Saturday, March 17, 2007

Up For The Cup...

...Had any of you managed to place a bet, on the advice of my suggestion, for Our Vic to win the Gold Cup yesterday and lost your money, then blame the bookie not me!

For at the last hour the horse was withdrawn from that race in order to run in another. Thus only a thoroughly dishonest bookmaker would have taken your money but to keep it. (He - horse not bookie - did manage a creditable second in his chosen race, though sadly as the Palladas pennies were only on for a win we did not score.)

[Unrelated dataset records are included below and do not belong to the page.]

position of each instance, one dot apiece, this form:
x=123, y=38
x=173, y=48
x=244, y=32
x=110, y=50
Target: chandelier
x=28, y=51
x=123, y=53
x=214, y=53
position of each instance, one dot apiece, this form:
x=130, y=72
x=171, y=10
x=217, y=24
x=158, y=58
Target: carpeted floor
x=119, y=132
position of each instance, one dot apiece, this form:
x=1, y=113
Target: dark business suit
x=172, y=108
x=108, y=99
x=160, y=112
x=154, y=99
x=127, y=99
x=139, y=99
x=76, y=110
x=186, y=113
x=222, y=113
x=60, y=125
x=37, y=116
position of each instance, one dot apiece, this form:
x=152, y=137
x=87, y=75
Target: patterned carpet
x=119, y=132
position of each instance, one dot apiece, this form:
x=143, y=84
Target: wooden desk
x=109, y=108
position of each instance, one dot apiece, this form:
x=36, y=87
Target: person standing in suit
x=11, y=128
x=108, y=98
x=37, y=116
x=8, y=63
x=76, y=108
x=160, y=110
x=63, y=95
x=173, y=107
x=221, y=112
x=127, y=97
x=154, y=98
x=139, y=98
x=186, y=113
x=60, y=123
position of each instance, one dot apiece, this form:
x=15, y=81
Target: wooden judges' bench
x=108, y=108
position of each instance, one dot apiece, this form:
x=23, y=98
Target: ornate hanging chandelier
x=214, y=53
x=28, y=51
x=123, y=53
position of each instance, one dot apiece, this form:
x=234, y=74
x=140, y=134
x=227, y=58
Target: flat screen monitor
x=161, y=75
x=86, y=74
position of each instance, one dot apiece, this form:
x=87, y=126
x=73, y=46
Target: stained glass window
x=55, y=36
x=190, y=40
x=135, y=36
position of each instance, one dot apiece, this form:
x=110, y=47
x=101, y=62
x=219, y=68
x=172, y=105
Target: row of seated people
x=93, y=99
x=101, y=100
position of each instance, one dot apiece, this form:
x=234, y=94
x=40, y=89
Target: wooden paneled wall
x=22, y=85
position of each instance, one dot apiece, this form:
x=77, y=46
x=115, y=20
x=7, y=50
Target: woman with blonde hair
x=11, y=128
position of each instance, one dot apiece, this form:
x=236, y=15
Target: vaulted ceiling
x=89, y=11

You will be though delighted on my behalf to hear that my final choice of horse for the Gold Cup - and heavily (think three figures and then some) backed each way at the mighty odds of 100-1 - itself came in second to the supreme Katuo Star.

I do not, however, this very instance announce my immediate retirement from daily toil, departing for Monaco in order to lead the high life.

Why so not, if so well endowed in the moolah department?

Well, sadly the clue is in my exact choice of words. My quote-unquote horse did indeed pass the post just behind the winner, but sadly my horse's jockey was at that moment still some two miles behind his mount, having been chucked out of the saddle when two other nags collided at an early fence the one bouncing off the other into mine, throwing my hapless jock to the ground through utterly no fault of his own.

My horse - Idle Talk - clearly had it in him to run the race without any difficulty and had only he been accompanied by his rider throughout then tonight one's fortunes would have been made.

But 'twas clearly not to be. Providence has - no doubt wisely - arranged otherwise. (Never have come across a bookmaker called 'Providence', but if I do I shall steer well clear!)

Oh and, by the way, E indeed does not know who St. Patrick was. Having just returned from picking her up and quizzing her reluctant self on the way home I can aver that she is ignorant not only of any detail of the life and times of the Patron Saint of Ireland, but also is equally clueless as to who St. George might have been other than our own patron saint.

As for who is the patron of either Scotland or Wales she has not the foggiest. Well she does now because she has been told, but it does not bode well for the future well-being of our United Kingdom if a tolerably well-educated teenage specimen is so far from this basic knowledge of what historical ties identify and bind us. I blame Tony Blair of course.